Opening lines: "Saturday morning in St. Paul, church bells ringing the hour. I was in the dining room of my mother's house, celebrating Mass, when we heard my father arrive—the rattle of a rusted exhaust, the backfire of a badly tuned engine. He'd come to drop off his alimony."
The Wake of Forgiveness
Bruce Machart, 40
(Houghton Mifflin Harcourt, Oct.)
Born: Houston
Favorite authors: Andre Dubus, Tim O'Brien, Wallace Stegner, Richard Yates, Eudora Welty, Graham Greene, Leo Tolstoy, Anton Chekhov
Career arc: From conveyor belting salesman to graduate student to novelist
Plot: In 1895, Karel Skala's mother died giving birth to him. Reared beneath the Texas sky, his brothers' misplaced blame, and his father's unyielding will, 14-year-old Karel finds his opportunity for redemption atop his father's fastest horse. The ensuing high-stakes horse race pits neighbor against neighbor, patriarch against patriarch, brother against brother—and leaves in its wake a shattered family, a doomed romance, and a young man's quest for his identity.

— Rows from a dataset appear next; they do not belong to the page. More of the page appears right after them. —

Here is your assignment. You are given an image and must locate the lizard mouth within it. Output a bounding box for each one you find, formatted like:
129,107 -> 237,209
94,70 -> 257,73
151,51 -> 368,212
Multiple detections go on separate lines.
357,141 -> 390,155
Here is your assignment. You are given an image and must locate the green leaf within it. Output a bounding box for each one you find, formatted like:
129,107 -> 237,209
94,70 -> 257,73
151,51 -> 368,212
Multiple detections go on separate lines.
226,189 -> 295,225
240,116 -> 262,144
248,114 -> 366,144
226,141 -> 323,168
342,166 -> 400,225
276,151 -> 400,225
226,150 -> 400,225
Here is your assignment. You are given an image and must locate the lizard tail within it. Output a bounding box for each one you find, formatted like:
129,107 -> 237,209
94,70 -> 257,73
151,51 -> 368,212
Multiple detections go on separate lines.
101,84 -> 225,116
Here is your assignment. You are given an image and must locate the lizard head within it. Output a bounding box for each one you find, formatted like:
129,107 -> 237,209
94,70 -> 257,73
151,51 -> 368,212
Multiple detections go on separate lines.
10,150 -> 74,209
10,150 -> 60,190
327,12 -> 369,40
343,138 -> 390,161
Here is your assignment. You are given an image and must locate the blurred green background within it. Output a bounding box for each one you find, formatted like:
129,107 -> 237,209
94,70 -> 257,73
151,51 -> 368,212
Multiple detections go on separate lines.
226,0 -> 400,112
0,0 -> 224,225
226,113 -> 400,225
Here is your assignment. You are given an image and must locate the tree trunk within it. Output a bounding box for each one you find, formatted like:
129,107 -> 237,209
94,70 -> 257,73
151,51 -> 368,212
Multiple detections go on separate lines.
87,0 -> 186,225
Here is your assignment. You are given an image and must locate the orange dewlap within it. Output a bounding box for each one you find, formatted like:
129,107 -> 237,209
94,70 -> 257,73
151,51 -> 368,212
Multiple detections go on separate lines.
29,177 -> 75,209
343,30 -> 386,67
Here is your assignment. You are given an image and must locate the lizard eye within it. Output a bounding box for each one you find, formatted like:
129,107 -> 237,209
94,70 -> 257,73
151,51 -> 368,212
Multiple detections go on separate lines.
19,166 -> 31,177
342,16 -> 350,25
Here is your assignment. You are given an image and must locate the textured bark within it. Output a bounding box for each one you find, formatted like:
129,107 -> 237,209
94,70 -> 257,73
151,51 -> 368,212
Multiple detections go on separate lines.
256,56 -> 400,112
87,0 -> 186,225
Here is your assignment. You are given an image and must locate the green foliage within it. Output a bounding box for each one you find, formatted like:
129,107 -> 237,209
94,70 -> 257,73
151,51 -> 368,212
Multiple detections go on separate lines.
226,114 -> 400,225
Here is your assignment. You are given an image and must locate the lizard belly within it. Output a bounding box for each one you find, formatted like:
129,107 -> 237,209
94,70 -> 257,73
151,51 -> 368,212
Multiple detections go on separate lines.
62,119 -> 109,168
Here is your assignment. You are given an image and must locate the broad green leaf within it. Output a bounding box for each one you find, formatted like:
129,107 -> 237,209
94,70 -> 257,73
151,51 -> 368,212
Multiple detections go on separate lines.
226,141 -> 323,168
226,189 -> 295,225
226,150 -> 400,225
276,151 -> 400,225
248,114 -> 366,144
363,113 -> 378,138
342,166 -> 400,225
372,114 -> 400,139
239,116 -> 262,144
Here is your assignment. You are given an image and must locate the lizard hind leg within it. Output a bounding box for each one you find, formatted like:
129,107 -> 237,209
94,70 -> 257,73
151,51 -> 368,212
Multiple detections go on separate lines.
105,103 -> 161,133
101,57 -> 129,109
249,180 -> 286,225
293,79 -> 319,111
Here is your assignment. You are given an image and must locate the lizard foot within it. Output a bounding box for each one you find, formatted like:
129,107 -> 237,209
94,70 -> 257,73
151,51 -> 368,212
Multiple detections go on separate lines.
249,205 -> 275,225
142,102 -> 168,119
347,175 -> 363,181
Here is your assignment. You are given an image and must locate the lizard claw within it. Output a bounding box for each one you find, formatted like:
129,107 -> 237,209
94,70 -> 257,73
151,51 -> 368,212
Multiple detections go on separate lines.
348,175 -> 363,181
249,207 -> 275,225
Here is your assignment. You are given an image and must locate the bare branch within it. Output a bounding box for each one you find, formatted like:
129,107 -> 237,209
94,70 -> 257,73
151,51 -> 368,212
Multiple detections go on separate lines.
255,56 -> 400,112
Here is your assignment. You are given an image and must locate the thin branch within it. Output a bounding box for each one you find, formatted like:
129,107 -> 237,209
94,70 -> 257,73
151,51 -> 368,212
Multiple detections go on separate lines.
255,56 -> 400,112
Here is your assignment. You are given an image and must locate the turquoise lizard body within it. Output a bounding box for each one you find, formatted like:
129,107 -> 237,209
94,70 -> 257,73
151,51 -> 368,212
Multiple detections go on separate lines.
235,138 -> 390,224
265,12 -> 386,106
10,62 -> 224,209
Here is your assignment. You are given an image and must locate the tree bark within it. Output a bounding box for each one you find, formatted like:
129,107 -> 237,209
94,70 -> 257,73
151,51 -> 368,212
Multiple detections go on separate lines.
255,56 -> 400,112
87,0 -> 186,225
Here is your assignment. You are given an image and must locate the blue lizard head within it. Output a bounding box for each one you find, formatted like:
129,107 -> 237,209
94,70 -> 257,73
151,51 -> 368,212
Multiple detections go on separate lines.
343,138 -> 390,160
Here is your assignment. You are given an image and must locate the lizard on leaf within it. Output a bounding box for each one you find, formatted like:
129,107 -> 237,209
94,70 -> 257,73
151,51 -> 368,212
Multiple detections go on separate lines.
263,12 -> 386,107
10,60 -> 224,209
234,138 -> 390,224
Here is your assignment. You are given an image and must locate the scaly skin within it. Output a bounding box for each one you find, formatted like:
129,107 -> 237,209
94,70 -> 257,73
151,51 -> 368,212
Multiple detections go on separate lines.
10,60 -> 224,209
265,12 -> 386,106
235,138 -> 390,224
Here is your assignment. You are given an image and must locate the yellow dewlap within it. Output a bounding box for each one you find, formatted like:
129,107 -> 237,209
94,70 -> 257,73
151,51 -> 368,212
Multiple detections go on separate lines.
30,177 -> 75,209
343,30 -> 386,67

Author's toughest challenge: "Self-doubt, divorce, debt, parenting, questions of faith, guilt, etc. The ‘writing life' isn't easy, but it's not the writing itself that makes it difficult."
Publisher's pitch: Says editor Adrienne Brodeur, "Read five pages of Bruce's novel and I defy you to put it down. With the one-two punch of staggeringly beautiful prose and a story as rich and resonant as myth, it is the most graceful, ambitious, and exhilarating debut I've ever come across."
Opening lines: "The blood had come hard from her, so much of it that, when Vaclav Skala awoke in wet bed linens to find her curled up against him on her side, moaning and glazed with sweat, rosary beads twisted around her clenched fingers, he smiled at the thought that she'd finally broken her water."